RISING SEA LEVEL IN INDIA & WORLD

Oct. 31, 2019

According to a research published in Nature Communications, the number of people in India threatened by rising sea-levels is at least seven times more than previously estimated.

About:

  • Researchers of Climate Central, an independent organisation of climate scientists, have developed a new tool that measures elevation of land from mean sea levels with much greater accuracy than earlier models.

  • Their new tool, called CoastalDEM (or Coastal Digital Elevation Model), which uses artificial intelligence and machine learning on 51 million data samples, brought down this error to less than 2.5 inches on an average.

Key findings:

  • Around 300 million people, and not 80 million as estimated earlier, across the globe were currently living in areas that were below the annual coastal flood line.

  • Almost 80 per cent of these 300 million people live in China, Bangladesh, India, Vietnam, Indonesia and Thailand. China alone accounted for 43 million.

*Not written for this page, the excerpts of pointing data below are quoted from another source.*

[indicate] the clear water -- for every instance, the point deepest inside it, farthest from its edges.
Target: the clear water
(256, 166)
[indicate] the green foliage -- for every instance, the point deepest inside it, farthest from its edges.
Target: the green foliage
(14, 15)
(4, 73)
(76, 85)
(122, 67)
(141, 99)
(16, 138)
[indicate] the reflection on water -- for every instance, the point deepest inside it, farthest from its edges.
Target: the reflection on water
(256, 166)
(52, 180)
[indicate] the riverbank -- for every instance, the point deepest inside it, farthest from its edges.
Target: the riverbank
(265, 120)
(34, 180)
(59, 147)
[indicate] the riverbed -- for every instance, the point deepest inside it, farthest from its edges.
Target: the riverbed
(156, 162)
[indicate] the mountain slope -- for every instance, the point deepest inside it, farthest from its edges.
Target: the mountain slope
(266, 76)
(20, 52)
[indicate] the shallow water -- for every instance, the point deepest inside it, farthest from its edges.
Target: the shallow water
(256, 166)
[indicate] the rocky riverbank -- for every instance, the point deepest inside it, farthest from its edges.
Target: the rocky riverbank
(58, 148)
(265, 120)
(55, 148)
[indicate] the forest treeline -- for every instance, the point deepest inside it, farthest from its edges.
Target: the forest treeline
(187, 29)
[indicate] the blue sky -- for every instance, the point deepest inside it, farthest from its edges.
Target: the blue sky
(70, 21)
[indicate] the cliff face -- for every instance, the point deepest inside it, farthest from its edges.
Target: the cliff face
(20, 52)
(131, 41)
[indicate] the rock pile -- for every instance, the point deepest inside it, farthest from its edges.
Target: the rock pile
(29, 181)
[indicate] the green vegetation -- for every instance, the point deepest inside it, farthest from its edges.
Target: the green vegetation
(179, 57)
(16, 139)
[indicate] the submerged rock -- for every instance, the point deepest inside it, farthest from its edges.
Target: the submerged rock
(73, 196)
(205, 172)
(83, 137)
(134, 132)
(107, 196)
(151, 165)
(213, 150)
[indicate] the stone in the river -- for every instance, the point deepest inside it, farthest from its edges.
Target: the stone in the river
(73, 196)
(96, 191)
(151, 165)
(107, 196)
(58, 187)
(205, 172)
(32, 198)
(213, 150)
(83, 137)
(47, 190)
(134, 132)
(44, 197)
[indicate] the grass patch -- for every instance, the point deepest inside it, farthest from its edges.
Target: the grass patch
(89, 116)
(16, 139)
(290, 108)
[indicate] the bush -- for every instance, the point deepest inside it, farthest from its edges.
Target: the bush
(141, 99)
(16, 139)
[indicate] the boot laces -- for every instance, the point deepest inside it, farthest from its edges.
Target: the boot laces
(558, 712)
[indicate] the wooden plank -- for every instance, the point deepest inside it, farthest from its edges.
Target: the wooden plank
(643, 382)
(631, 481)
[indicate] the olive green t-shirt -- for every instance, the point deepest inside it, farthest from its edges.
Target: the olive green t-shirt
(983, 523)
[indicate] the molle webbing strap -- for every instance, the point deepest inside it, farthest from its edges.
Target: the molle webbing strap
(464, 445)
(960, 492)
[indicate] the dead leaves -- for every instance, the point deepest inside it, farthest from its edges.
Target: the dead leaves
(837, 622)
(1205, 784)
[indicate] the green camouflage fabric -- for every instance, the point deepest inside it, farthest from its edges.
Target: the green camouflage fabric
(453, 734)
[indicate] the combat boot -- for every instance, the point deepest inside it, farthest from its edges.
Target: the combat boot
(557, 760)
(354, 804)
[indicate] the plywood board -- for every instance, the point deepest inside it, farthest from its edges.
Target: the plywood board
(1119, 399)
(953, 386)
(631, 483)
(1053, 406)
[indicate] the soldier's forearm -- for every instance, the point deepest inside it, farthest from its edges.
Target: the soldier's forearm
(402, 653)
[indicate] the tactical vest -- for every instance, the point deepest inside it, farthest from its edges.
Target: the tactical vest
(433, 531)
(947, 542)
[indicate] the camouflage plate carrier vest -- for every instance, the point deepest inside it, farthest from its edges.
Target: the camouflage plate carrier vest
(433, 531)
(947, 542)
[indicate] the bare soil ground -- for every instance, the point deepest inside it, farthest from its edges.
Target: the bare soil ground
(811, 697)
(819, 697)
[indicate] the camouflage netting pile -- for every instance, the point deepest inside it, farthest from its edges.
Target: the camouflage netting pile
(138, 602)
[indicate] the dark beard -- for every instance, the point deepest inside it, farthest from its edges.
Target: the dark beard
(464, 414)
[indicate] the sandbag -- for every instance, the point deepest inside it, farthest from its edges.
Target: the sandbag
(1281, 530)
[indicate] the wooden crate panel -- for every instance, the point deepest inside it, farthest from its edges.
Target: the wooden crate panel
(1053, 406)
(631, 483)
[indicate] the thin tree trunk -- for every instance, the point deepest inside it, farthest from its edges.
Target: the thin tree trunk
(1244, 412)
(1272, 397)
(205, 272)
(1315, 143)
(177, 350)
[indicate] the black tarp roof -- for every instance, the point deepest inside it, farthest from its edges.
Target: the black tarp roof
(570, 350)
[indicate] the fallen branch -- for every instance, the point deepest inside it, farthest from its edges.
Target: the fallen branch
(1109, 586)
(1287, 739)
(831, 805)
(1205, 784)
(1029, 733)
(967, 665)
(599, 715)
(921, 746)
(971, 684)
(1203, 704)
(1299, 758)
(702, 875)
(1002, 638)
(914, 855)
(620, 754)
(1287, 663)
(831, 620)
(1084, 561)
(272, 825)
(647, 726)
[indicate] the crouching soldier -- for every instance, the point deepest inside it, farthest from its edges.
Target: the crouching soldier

  • Around 36 million people along the Indian coastlines currently live on land that will fall below the annual flood level by 2050, exposing them to risks of flooding, damage to infrastructure, loss of livelihood, or permanent displacement. The previous estimate was of 5 million people.

  • West Bengal and coastal Odisha are projected to be particularly vulnerable, as is the eastern city of Kolkata.

  • Except for some areas near Kakinada, the threats to the coastlines of the southern states have not been affected by the new measurements.